218 N.E.2d 116, 71 Ill. App. 2d 480, 1966 Ill. App. LEXIS 838
CourtAppellate Court of Illinois
DecidedJune 13, 1966
DocketGen. 64-77
StatusPublished
Cited by15 cases

This text of 218 N.E.2d 116 (People v. Odom) is published on Counsel Stack Legal Research, covering Appellate Court of Illinois primary law. Counsel Stack provides free access to over 12 million legal documents including statutes, case law, regulations, and constitutions.

Bluebook
People v. Odom, 218 N.E.2d 116, 71 Ill. App. 2d 480, 1966 Ill. App. LEXIS 838 (Ill. Ct. App. 1966).

Opinion

EBERSPACHER, J.

This is an appeal from a conviction of the offense of burglary and theft. After a jury verdict of guilty, sentence of 3 to 8 years was imposed.
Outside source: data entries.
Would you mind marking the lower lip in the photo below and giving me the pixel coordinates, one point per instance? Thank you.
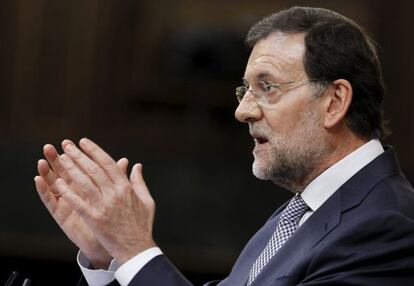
(259, 147)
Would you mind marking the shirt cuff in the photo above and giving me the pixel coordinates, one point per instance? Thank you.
(96, 277)
(127, 271)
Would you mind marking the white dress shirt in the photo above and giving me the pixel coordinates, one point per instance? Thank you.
(315, 194)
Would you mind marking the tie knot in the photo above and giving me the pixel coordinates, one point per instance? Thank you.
(295, 209)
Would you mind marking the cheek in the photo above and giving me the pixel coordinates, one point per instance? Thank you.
(284, 120)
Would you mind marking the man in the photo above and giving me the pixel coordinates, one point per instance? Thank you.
(312, 98)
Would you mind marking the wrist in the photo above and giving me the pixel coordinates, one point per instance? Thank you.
(98, 261)
(128, 254)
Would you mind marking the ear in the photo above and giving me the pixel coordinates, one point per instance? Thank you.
(337, 102)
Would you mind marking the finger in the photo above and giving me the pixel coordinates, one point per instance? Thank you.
(46, 197)
(52, 156)
(123, 165)
(79, 178)
(93, 170)
(103, 160)
(138, 183)
(47, 174)
(74, 201)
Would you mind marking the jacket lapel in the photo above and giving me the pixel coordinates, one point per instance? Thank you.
(327, 218)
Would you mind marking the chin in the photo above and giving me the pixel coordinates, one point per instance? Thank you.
(260, 171)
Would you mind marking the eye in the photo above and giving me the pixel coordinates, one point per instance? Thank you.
(262, 86)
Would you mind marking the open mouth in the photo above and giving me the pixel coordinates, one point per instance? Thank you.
(260, 140)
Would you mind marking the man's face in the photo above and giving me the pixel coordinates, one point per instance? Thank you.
(288, 132)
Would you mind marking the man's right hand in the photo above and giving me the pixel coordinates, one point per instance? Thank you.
(68, 220)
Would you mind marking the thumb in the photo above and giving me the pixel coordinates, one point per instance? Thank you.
(123, 165)
(138, 183)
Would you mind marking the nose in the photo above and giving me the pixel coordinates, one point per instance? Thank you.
(248, 110)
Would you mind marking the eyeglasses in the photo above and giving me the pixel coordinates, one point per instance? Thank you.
(266, 92)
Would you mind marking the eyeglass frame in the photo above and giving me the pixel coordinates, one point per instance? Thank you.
(268, 88)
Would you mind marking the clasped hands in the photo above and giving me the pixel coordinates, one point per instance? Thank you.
(105, 213)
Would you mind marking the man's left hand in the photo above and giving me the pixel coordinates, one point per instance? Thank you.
(119, 211)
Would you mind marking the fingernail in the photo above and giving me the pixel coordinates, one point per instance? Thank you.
(69, 148)
(84, 141)
(59, 182)
(64, 158)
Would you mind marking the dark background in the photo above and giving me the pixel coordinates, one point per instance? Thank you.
(153, 81)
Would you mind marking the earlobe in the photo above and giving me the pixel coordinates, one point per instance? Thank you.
(338, 102)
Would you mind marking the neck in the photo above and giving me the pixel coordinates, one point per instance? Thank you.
(339, 148)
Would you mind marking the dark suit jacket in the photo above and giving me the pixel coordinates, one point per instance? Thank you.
(362, 235)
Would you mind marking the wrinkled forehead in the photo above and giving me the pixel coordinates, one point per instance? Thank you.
(280, 55)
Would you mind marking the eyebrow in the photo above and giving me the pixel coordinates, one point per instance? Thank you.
(260, 76)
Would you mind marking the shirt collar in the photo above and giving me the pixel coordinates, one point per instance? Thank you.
(323, 186)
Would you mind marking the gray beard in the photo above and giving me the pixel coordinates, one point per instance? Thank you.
(295, 160)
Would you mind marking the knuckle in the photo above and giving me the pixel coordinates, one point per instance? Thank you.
(85, 185)
(109, 165)
(93, 169)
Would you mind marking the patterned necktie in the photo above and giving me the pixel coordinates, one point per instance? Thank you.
(286, 226)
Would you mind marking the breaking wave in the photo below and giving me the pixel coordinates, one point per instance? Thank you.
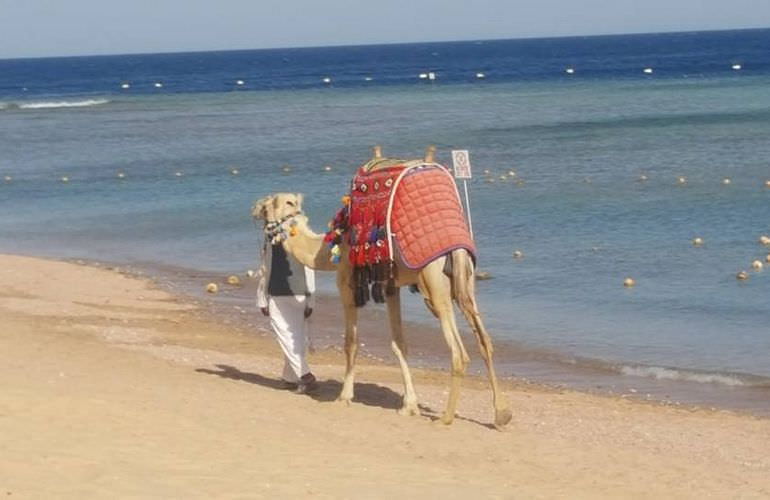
(82, 103)
(661, 373)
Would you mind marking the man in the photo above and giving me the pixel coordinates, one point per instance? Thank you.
(285, 294)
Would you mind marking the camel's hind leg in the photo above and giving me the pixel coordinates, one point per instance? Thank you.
(438, 291)
(398, 345)
(351, 336)
(464, 292)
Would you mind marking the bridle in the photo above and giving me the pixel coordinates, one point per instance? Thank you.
(276, 230)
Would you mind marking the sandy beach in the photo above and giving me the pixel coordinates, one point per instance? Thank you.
(115, 388)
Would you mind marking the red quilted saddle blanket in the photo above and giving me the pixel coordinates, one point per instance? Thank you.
(426, 221)
(427, 218)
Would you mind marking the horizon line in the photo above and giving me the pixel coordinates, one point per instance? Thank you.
(380, 44)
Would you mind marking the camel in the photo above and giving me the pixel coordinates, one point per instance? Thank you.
(282, 213)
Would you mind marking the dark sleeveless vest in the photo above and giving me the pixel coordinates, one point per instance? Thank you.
(287, 274)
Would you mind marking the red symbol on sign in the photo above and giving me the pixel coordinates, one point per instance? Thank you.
(462, 164)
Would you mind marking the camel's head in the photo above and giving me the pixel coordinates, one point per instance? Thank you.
(277, 207)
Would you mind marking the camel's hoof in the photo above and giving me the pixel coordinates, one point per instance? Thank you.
(447, 419)
(502, 417)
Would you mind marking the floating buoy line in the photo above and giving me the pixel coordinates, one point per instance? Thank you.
(425, 75)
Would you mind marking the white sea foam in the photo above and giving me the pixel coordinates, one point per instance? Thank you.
(660, 373)
(63, 104)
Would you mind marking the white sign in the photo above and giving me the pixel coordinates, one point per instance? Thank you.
(462, 163)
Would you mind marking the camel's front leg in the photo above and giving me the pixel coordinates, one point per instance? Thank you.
(351, 338)
(409, 406)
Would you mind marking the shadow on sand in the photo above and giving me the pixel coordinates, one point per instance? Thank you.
(328, 390)
(366, 393)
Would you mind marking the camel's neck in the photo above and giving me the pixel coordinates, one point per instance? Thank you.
(308, 247)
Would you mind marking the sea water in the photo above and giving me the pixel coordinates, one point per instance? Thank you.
(579, 144)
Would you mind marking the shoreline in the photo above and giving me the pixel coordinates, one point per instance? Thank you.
(115, 387)
(516, 363)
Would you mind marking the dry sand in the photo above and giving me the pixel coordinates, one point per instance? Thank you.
(112, 388)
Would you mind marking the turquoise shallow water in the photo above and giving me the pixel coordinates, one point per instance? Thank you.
(582, 218)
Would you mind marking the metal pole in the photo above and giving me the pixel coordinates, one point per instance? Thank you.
(468, 206)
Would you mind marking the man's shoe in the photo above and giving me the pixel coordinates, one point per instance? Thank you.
(307, 383)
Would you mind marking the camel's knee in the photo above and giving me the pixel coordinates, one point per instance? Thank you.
(459, 365)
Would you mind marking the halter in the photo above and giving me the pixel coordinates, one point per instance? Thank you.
(277, 232)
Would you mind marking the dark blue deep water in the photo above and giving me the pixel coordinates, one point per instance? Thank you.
(579, 143)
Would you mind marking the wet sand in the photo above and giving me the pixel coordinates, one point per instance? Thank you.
(114, 387)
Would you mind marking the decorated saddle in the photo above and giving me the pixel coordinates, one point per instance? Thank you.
(397, 210)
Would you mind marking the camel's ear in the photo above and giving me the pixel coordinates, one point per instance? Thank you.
(263, 208)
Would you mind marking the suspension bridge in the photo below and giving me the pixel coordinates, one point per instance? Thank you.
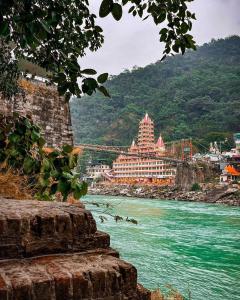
(177, 152)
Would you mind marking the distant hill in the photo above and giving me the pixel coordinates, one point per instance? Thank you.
(196, 95)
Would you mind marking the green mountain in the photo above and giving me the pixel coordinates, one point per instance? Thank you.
(196, 95)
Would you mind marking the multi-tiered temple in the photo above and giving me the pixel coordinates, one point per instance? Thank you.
(131, 169)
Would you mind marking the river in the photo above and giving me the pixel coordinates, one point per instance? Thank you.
(192, 246)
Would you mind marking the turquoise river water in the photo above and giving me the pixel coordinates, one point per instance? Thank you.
(192, 246)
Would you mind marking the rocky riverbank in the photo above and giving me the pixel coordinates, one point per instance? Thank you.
(215, 194)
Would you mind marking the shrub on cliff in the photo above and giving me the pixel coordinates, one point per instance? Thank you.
(48, 172)
(195, 187)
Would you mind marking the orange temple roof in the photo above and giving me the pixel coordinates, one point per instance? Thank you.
(231, 170)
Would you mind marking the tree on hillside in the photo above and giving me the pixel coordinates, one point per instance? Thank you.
(55, 33)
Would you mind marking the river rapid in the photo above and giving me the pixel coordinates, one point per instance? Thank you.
(192, 246)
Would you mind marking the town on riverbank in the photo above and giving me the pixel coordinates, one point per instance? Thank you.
(169, 171)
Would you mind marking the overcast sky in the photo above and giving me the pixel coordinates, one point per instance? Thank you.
(131, 41)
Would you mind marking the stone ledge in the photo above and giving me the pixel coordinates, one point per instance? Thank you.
(29, 227)
(77, 276)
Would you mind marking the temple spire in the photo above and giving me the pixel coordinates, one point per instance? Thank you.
(160, 143)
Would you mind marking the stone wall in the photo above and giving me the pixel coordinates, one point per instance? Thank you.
(46, 108)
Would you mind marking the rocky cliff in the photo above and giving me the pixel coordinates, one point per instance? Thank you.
(190, 173)
(46, 108)
(52, 250)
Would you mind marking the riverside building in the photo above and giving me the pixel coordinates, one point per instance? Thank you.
(133, 169)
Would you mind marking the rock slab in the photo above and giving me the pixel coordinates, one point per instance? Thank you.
(53, 251)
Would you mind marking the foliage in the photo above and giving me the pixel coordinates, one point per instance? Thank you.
(54, 34)
(196, 95)
(21, 149)
(195, 187)
(9, 73)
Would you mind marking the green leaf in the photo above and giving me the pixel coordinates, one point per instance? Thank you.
(28, 164)
(117, 11)
(67, 148)
(63, 187)
(4, 29)
(45, 26)
(104, 91)
(102, 78)
(105, 8)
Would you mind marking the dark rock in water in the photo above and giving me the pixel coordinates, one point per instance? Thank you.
(211, 194)
(83, 265)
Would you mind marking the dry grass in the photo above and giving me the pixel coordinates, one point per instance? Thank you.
(14, 186)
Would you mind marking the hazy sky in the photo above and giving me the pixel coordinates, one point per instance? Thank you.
(131, 41)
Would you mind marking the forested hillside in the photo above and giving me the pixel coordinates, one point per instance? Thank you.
(196, 95)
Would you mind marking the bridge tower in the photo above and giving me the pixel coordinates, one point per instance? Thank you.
(187, 149)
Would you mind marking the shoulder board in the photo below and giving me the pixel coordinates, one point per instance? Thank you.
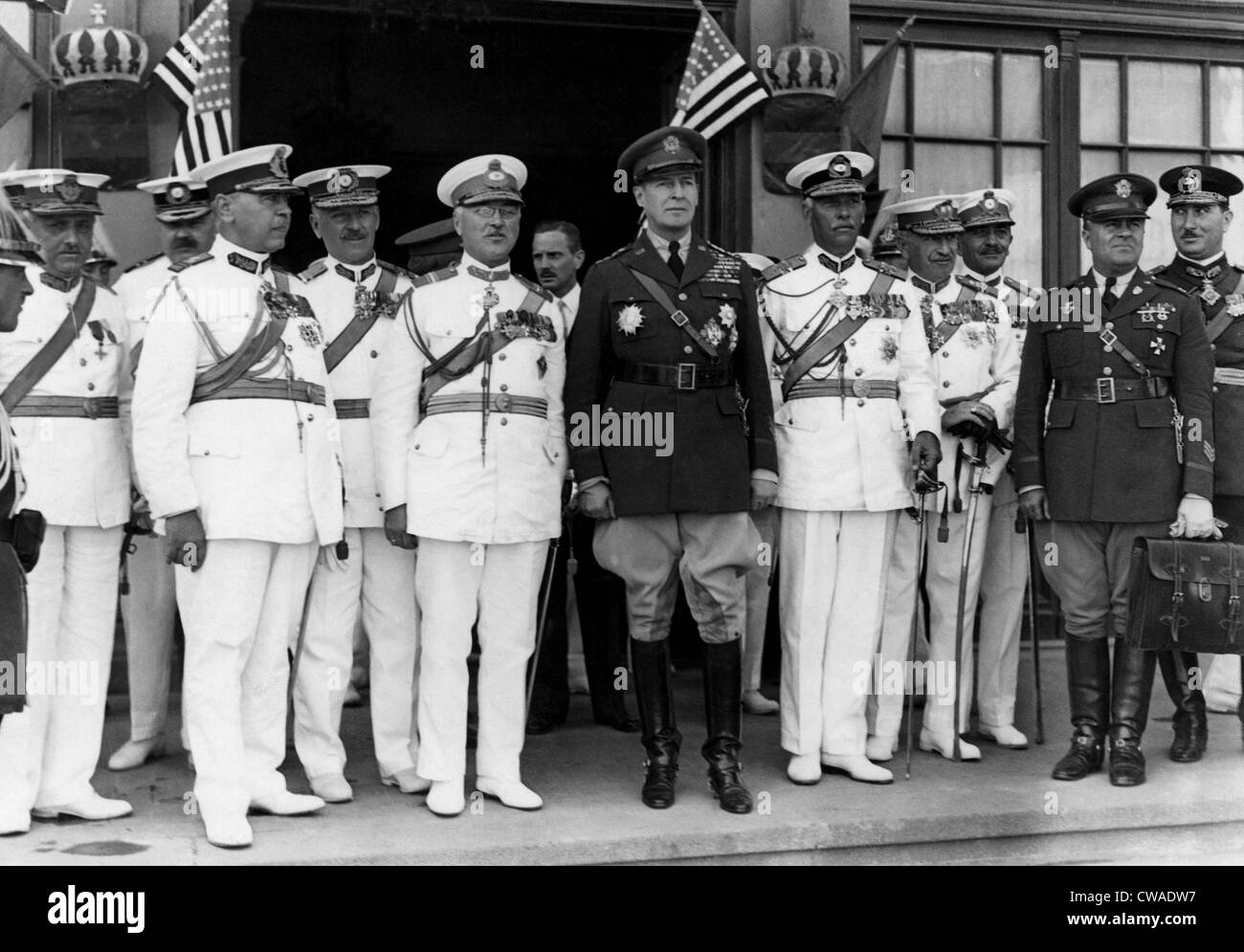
(791, 264)
(534, 288)
(189, 261)
(145, 261)
(98, 284)
(314, 270)
(433, 277)
(884, 269)
(1169, 285)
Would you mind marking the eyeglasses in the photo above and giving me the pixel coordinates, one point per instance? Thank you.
(488, 213)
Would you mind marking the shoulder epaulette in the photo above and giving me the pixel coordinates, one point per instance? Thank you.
(314, 270)
(534, 288)
(1170, 285)
(791, 264)
(433, 277)
(145, 261)
(191, 260)
(98, 284)
(884, 269)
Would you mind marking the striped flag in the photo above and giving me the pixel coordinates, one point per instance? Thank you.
(195, 74)
(717, 86)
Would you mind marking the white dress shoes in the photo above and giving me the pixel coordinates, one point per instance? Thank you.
(944, 745)
(510, 793)
(286, 804)
(804, 769)
(446, 798)
(1007, 737)
(757, 703)
(331, 787)
(407, 781)
(857, 766)
(879, 749)
(136, 753)
(88, 808)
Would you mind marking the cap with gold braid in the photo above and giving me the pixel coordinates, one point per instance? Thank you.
(54, 191)
(481, 179)
(933, 215)
(178, 198)
(343, 186)
(260, 169)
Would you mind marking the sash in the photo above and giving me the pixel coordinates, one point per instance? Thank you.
(357, 329)
(676, 315)
(828, 343)
(25, 380)
(1215, 327)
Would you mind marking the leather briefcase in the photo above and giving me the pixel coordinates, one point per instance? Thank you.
(1186, 594)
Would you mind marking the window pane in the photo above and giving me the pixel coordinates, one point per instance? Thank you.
(1158, 244)
(1021, 96)
(1164, 101)
(954, 92)
(1021, 174)
(1233, 241)
(1099, 100)
(1227, 106)
(950, 169)
(896, 115)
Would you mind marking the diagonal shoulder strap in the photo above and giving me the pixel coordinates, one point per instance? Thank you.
(29, 376)
(676, 315)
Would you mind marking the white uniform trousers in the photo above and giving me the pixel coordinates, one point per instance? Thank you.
(149, 612)
(1003, 584)
(376, 584)
(49, 750)
(758, 597)
(942, 582)
(240, 611)
(455, 583)
(833, 583)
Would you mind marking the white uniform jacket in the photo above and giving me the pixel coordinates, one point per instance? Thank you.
(459, 479)
(262, 469)
(845, 454)
(973, 348)
(76, 469)
(331, 289)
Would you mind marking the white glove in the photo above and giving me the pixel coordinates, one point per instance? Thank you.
(1195, 520)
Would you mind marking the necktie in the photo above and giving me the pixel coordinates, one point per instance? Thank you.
(676, 263)
(1110, 299)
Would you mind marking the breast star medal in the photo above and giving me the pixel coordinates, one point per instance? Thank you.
(630, 319)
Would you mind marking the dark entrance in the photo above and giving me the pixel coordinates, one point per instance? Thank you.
(561, 86)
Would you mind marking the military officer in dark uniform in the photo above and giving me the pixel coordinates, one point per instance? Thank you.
(1124, 452)
(1199, 215)
(667, 335)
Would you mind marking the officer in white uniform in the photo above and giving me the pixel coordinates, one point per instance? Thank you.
(847, 363)
(471, 454)
(187, 228)
(975, 368)
(983, 248)
(234, 439)
(356, 298)
(60, 375)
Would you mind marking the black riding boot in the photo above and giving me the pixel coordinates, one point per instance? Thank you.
(1131, 686)
(660, 738)
(1190, 731)
(722, 699)
(1089, 690)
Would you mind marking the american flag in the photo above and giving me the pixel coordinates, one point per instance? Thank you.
(195, 73)
(717, 86)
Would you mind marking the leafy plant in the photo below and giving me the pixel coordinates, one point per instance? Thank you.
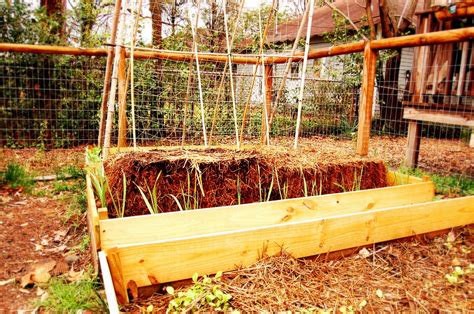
(205, 294)
(100, 183)
(64, 297)
(120, 209)
(93, 154)
(455, 277)
(152, 203)
(445, 184)
(16, 176)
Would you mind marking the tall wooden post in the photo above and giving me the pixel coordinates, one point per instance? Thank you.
(268, 81)
(108, 72)
(413, 145)
(122, 100)
(366, 100)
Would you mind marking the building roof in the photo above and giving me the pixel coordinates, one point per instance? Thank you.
(323, 21)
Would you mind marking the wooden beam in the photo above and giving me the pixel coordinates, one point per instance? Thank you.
(56, 50)
(268, 81)
(177, 259)
(108, 72)
(413, 143)
(120, 231)
(116, 271)
(108, 284)
(366, 100)
(122, 100)
(440, 116)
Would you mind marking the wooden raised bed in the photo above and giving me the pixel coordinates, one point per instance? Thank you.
(146, 250)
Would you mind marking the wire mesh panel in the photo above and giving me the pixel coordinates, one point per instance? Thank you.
(49, 101)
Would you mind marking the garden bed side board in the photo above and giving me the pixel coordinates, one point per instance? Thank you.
(335, 221)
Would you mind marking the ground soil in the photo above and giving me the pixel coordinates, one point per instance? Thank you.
(34, 228)
(224, 176)
(393, 277)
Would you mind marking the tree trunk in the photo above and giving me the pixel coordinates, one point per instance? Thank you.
(391, 110)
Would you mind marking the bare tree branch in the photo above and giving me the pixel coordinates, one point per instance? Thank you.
(344, 16)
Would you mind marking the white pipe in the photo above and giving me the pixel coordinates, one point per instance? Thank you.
(198, 71)
(303, 75)
(229, 51)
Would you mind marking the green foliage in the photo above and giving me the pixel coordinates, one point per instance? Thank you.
(445, 184)
(16, 176)
(70, 172)
(204, 295)
(64, 297)
(457, 275)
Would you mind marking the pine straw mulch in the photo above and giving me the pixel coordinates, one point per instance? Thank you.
(398, 276)
(440, 156)
(201, 177)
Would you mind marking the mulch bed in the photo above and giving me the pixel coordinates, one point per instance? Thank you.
(398, 276)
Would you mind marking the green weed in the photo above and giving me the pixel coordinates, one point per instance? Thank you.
(16, 176)
(453, 184)
(64, 297)
(120, 208)
(70, 172)
(152, 202)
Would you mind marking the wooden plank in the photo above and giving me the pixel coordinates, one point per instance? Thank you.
(413, 143)
(122, 100)
(434, 38)
(92, 222)
(108, 284)
(268, 81)
(178, 259)
(366, 101)
(397, 178)
(440, 116)
(149, 228)
(116, 270)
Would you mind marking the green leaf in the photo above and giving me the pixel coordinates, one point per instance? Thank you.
(170, 290)
(379, 293)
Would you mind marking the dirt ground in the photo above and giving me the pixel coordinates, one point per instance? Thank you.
(33, 228)
(37, 228)
(395, 277)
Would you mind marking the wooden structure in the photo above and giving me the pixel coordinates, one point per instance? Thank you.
(419, 40)
(442, 81)
(141, 251)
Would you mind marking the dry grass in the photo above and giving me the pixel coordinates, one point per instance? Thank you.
(410, 277)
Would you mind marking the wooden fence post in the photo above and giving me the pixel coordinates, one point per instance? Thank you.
(268, 81)
(366, 100)
(122, 100)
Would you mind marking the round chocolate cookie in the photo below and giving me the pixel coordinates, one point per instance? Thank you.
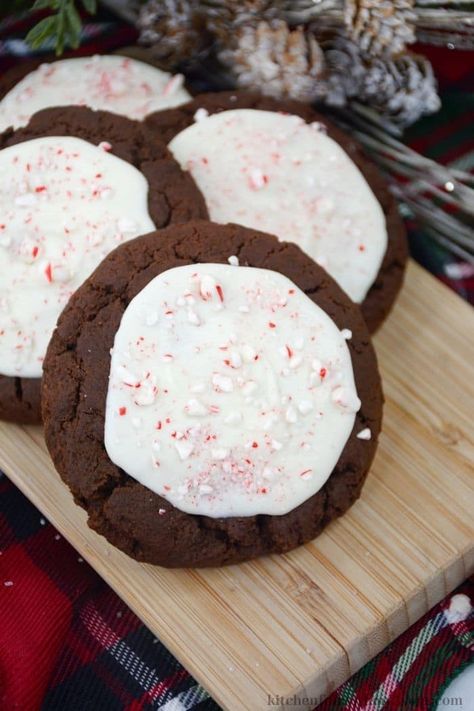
(115, 83)
(388, 280)
(172, 198)
(76, 396)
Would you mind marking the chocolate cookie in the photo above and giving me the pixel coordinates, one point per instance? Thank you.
(134, 518)
(172, 197)
(388, 267)
(114, 83)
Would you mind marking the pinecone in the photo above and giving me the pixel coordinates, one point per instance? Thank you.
(276, 61)
(174, 29)
(401, 88)
(380, 27)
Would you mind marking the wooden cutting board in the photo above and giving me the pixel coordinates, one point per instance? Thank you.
(302, 623)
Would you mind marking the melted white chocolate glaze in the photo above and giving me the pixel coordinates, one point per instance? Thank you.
(276, 173)
(65, 205)
(231, 393)
(110, 83)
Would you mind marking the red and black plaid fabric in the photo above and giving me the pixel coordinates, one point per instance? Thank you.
(68, 643)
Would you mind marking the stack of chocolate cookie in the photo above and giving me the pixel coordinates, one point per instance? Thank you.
(208, 388)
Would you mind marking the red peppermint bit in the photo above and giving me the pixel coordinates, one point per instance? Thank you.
(49, 273)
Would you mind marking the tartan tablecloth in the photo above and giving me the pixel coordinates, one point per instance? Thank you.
(68, 643)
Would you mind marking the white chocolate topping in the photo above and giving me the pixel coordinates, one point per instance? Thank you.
(64, 205)
(109, 83)
(276, 173)
(231, 393)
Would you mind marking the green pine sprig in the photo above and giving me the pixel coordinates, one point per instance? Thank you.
(64, 25)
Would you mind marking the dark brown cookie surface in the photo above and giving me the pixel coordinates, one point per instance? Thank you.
(172, 198)
(384, 290)
(75, 385)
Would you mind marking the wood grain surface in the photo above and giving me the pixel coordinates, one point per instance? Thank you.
(303, 622)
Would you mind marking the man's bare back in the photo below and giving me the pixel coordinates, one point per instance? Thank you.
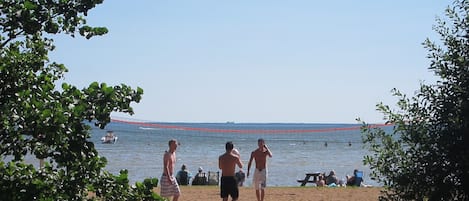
(228, 162)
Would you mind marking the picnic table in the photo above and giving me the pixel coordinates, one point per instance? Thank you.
(307, 179)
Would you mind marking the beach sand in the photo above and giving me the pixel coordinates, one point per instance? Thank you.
(308, 193)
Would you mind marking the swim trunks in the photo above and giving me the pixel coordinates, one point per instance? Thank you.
(168, 188)
(259, 179)
(228, 187)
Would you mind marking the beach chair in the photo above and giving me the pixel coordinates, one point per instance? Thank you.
(213, 178)
(358, 178)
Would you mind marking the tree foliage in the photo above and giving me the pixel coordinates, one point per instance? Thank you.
(426, 155)
(37, 118)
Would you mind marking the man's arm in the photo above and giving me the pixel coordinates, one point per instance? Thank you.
(219, 162)
(240, 163)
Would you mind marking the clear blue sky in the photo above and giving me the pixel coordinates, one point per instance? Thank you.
(300, 61)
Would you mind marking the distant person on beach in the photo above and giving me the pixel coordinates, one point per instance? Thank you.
(183, 176)
(227, 163)
(169, 184)
(200, 178)
(354, 180)
(259, 179)
(240, 177)
(321, 180)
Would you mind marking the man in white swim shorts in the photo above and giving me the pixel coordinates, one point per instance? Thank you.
(260, 173)
(169, 185)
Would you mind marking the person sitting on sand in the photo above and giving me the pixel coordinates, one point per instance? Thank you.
(332, 179)
(321, 181)
(200, 178)
(240, 177)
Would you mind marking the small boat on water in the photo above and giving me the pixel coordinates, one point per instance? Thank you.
(109, 138)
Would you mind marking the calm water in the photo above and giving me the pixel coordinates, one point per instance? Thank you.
(140, 148)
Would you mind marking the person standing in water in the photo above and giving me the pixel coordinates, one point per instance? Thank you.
(260, 173)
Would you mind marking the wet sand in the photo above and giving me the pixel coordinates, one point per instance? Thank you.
(308, 193)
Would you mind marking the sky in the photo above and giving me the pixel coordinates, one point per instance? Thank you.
(256, 61)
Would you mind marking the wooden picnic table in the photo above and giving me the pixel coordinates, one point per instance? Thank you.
(308, 176)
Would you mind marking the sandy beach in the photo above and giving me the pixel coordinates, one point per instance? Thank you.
(308, 193)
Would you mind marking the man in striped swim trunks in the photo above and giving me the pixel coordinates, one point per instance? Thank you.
(169, 185)
(260, 173)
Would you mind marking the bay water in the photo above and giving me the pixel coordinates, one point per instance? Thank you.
(297, 148)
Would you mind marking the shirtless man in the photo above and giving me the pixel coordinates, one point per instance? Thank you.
(260, 173)
(169, 185)
(227, 163)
Defendant was represented by the Public Defender who waived all post-trial motions.

Appeal is taken on three principal grounds: First, that defendant was deprived of procedural due process in that the conviction was based in whole or in part on an involuntary confession which was placed in evidence. Second, that defendant was deprived of procedural due process in that his court-appointed counsel’s lack of competency and/or diligence prevented defendant’s obtaining a fair trial. Third, that the court deprived defendant of his constitutional right to be represented by counsel of his own choice, or in the alternative, to appear and defend himself.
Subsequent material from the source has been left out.